Effect of environmental conditions on gel strength Flashcards
Effect of pH :
- Low concentration of polymer (liquid form, no gel).
* Increase in pH: electrostatic internal repulsion between the same molecule, increase the size. When the size increases also the volume fraction increases, and the viscosity also increases. Repulsion limits mobility, may form network. - High concentration network , junction zones (gel formation). More junction zones, higher the network strength. If the chains are flexible, more movement, weak gel. Chains are stiff: less movement, stronger gel. If we change the pH, charge of the groups increases: * more repulsion in junction zones–> weaker network. * Repulsion between chains limits their movements, straight chains, tight –>stronger gel .
What happen if we have a high concentration of polymer but instead of junctions zones we have a helix formation such as gelatin?
*Change in pH: polymer negative charge, lead to increase in the charges, increase in electrostatic repulsion. Repulsion is too high, helices are more difficult to form–>network weaker. 1 more repulsion between the chain os the helices, less flexible, more space –>stronger network.

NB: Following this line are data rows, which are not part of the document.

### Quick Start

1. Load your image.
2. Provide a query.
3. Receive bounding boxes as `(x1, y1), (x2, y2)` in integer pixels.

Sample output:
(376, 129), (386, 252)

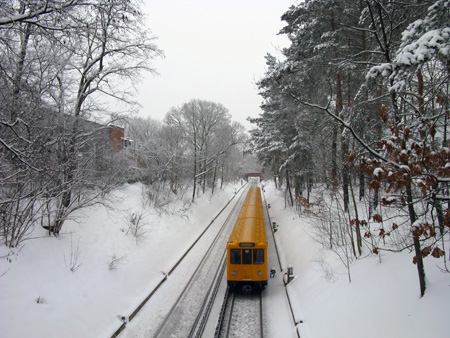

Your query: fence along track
(215, 291), (264, 338)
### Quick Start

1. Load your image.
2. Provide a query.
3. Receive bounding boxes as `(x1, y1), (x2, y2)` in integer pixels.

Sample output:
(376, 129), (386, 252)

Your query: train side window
(242, 249), (253, 264)
(253, 249), (264, 264)
(230, 249), (241, 264)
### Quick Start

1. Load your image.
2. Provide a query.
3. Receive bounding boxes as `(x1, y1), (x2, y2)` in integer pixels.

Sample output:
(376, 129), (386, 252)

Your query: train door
(242, 249), (253, 280)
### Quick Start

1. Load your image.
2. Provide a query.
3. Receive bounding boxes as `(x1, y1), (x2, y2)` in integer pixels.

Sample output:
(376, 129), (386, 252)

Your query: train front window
(230, 249), (241, 264)
(242, 249), (252, 264)
(253, 249), (264, 264)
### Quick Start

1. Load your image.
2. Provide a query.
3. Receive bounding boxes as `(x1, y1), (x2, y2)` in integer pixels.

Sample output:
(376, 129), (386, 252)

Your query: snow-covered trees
(0, 0), (159, 246)
(252, 0), (450, 295)
(165, 99), (244, 201)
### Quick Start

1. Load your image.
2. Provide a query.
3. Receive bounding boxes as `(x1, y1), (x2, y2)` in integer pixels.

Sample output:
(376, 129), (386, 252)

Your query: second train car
(227, 187), (268, 292)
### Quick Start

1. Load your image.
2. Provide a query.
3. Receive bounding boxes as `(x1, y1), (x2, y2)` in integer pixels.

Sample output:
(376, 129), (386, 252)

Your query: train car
(227, 187), (268, 292)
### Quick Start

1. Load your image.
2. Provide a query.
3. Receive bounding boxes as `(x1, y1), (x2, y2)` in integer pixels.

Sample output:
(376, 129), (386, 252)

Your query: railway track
(216, 290), (264, 338)
(154, 187), (250, 338)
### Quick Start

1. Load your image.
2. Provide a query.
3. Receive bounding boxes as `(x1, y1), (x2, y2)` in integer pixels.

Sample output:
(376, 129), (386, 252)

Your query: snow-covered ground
(0, 183), (450, 338)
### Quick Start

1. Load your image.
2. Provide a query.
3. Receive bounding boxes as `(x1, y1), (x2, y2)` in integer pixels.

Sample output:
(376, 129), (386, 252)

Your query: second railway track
(154, 187), (250, 338)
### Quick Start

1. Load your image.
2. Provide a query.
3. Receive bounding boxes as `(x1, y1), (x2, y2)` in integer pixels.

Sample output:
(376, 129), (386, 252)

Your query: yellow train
(227, 187), (268, 291)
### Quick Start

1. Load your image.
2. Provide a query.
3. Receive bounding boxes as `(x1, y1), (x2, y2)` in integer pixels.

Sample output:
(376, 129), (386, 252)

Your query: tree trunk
(406, 185), (426, 297)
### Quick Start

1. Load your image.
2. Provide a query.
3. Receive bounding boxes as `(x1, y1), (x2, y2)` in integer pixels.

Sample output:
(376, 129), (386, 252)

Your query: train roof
(228, 187), (267, 244)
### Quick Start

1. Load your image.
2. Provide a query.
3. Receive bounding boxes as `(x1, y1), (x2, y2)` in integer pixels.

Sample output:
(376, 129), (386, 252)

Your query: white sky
(138, 0), (296, 128)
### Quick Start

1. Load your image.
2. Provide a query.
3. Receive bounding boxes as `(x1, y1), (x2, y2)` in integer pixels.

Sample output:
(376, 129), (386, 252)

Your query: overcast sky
(139, 0), (296, 128)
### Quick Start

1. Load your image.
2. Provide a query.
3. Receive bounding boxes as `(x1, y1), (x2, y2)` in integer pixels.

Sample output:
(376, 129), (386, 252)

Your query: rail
(111, 184), (247, 338)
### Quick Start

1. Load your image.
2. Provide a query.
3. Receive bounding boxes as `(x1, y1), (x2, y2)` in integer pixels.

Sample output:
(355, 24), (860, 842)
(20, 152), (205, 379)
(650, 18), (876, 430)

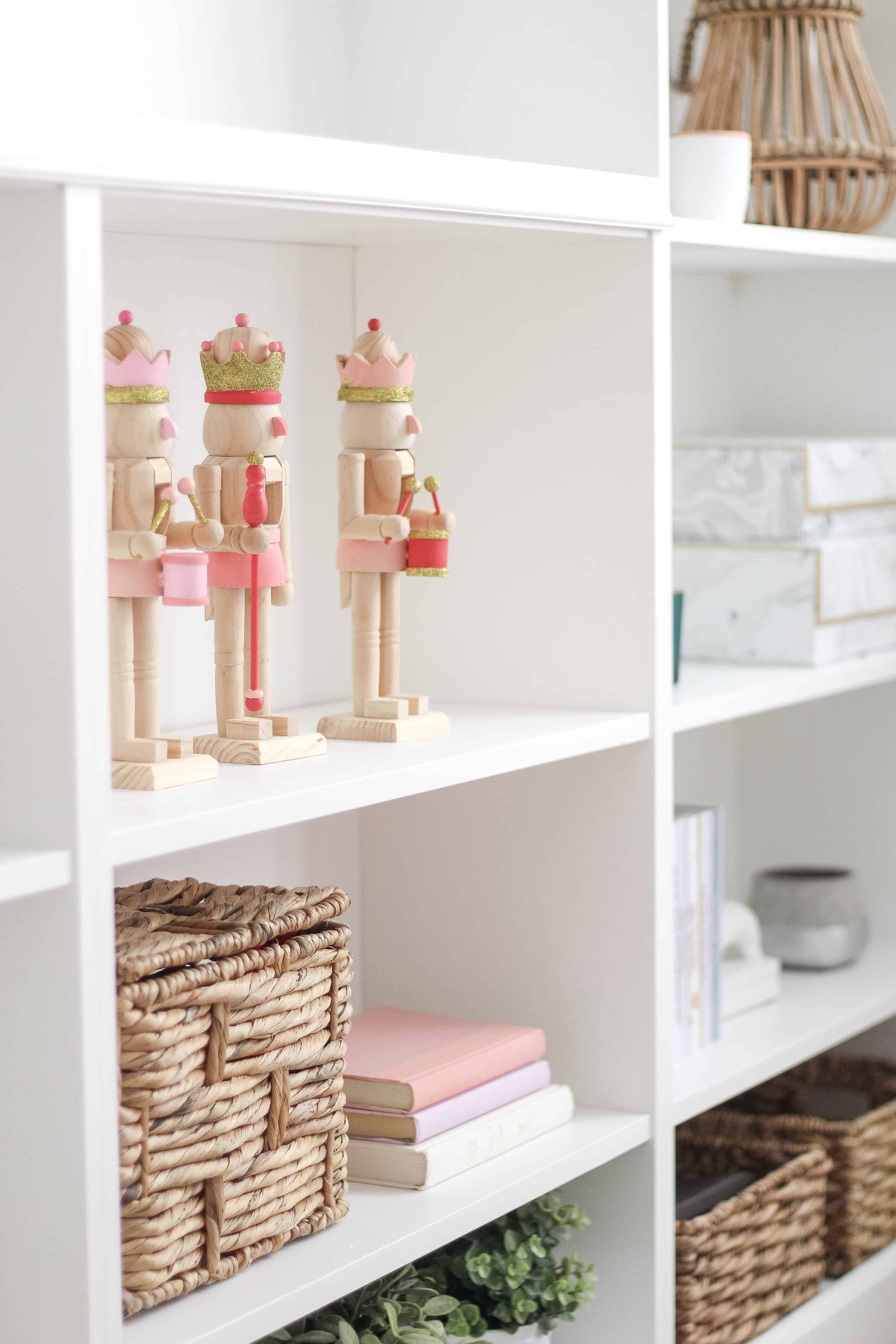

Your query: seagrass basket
(116, 879), (351, 1316)
(676, 0), (896, 233)
(676, 1129), (830, 1344)
(715, 1055), (896, 1278)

Effect of salt addition on the gel strength:
Will screen the charges and reduce the amount of electrostatic repulsion. This makes easier again for the chains to approach each other–>increase in the gel strength. On the other hand, less repulsion between chains also reduces the distance and increases the flexibility–>weaker network, lower gel strength.
Combination of particles: EXAMPLE. Assume that the polymer is negatively charged.
- Particles (oil droplets or casein micelles ) are negative charge. Particles will be in the system and requiere space. More repulsive interaction, less mobile–>stronger network.
- Particles are positive charge: attractive interaction through electrostatic interactions, if there is more attraction between polymers and particles, prevent of helix formation–>weaker network .
Type of network and gel strength depends on:
- Type of network (particle, polymer, mixed, filled)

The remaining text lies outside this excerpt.